Both utilities are available under macOS and Linux.
When confident that your program works as required,
add code to compress the file - see man gzip
- ....
It is anticipated
that a successful project will very likely use (most of)
the following Linux system-calls, and standard C11 & POSIX functions:
getopt(),
malloc(),
realloc(),
strdup(),
free();
opendir(),
readdir(),
closedir(),
stat(),
perror();
realpath();
access(),
open(),
read(),
write(),
close();
fork(),
execl(),
dup2(),
wait().
Project requirements and fine print
- Your project must be developed in
multiple C11 source files and (at least one) header file.
- Your submission will be compiled with the C11 compiler
arguments -std=c11 -Wall -Werror,
and marks will not be awarded if your submission does not compile.
- Compilation and linking of your project must be supported
by a Makefile,
employing approriate variable definitions and automatic variables.
- The default target of your Makefile must be named
trove,
and invocation of the make command must produce an executable program named
trove.
- The default name of the trove-file must be /tmp/trove,
and
the default minimum length of each indexed word must be 4
- Each trove-file must be stored on, and read from, disk using the
/usr/bin/gzip and /usr/bin/zcat utilities.
- When performing a search,
the names of files containing the required word
should be listed one-per-line (commencing in the first column).
You may leave 'debug printing' in your submitted program,
but all debug printing should be indented with one-or-more space or tab characters.
Assessment
The project is due at 5pm Friday 21st October (end of week 12),
and is worth 25% of your final mark for CITS2002.
It will be marked out of 50.
The project may be completed individually or in teams of two
(but not teams of three).
The choice of project partners is up to you -
you will not be automatically assigned a project partner.
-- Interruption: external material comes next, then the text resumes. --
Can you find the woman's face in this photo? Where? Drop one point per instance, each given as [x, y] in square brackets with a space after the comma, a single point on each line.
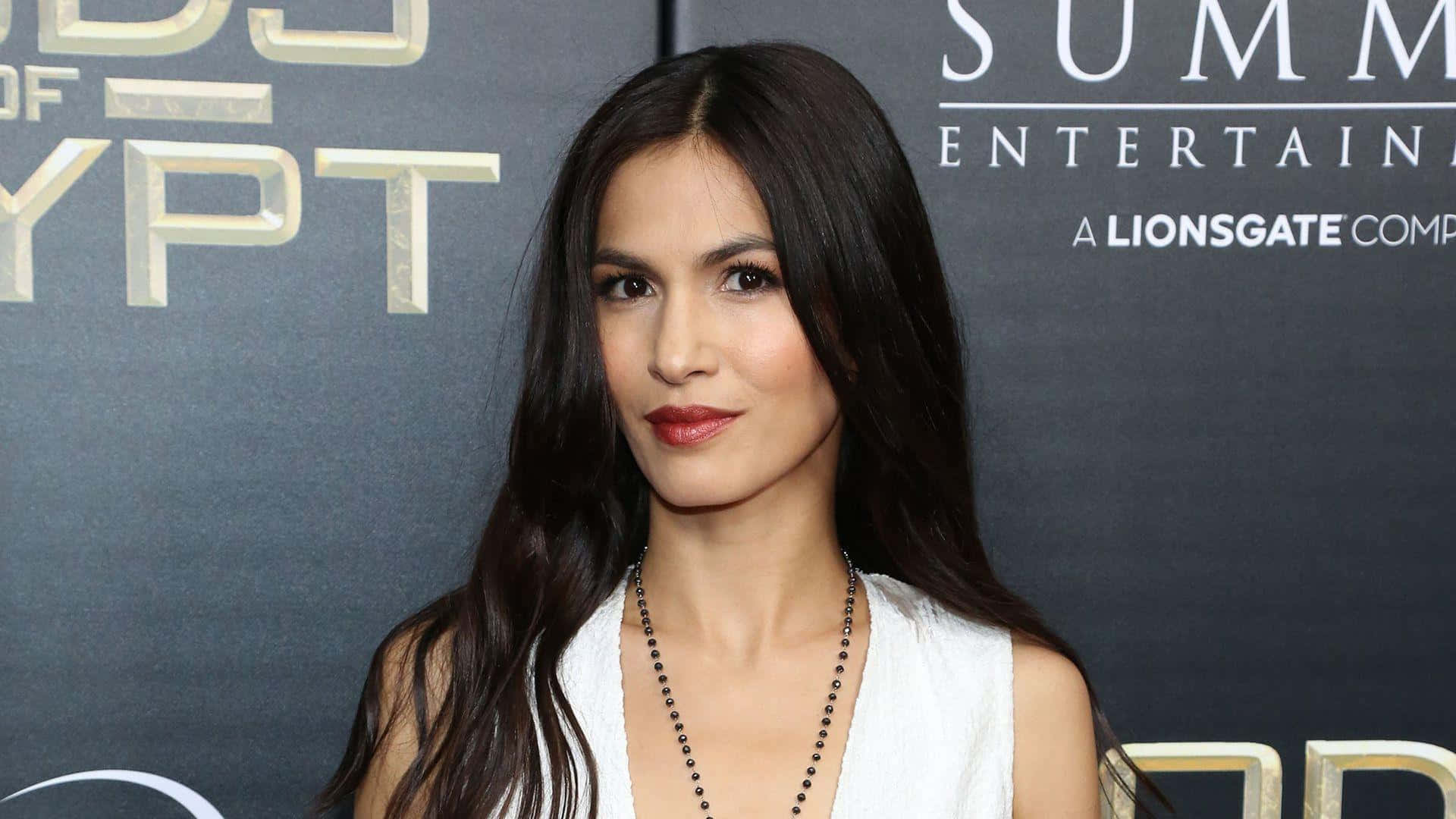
[692, 311]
You are strongly advised to work with another student who is
around the same level of understanding and motivation as yourself.
This will enable you to discuss your initial design together,
and to assist each other to develop and debug your joint solution.
Work together - do not attempt to split the project into two equal parts,
and then plan to meet near the deadline to join your parts together.
25 of the possible 50 marks will come from the correctness of your solution.
The remaining 25 marks will come from your programming style,
including your use of meaningful comments;
well chosen identifier names;
appropriate choice of basic data-structures, data-types and functions;
and
appropriate choice of control-flow constructs.
During the marking, attention will
obviously be given to the correctness of your solution. However, a correct
and efficient solution should not be considered as the perfect, nor
necessarily desirable, form of solution. Preference will be given to well
presented, well documented solutions that use the appropriate features of
the language to complete tasks in an easy to understand and easy to follow
manner. That is, do not expect to receive full marks for your project simply
because it works correctly. Remember, a computer program should not only
convey a message to the computer, but also to other human programmers.
Good luck!
Chris McDonald.
|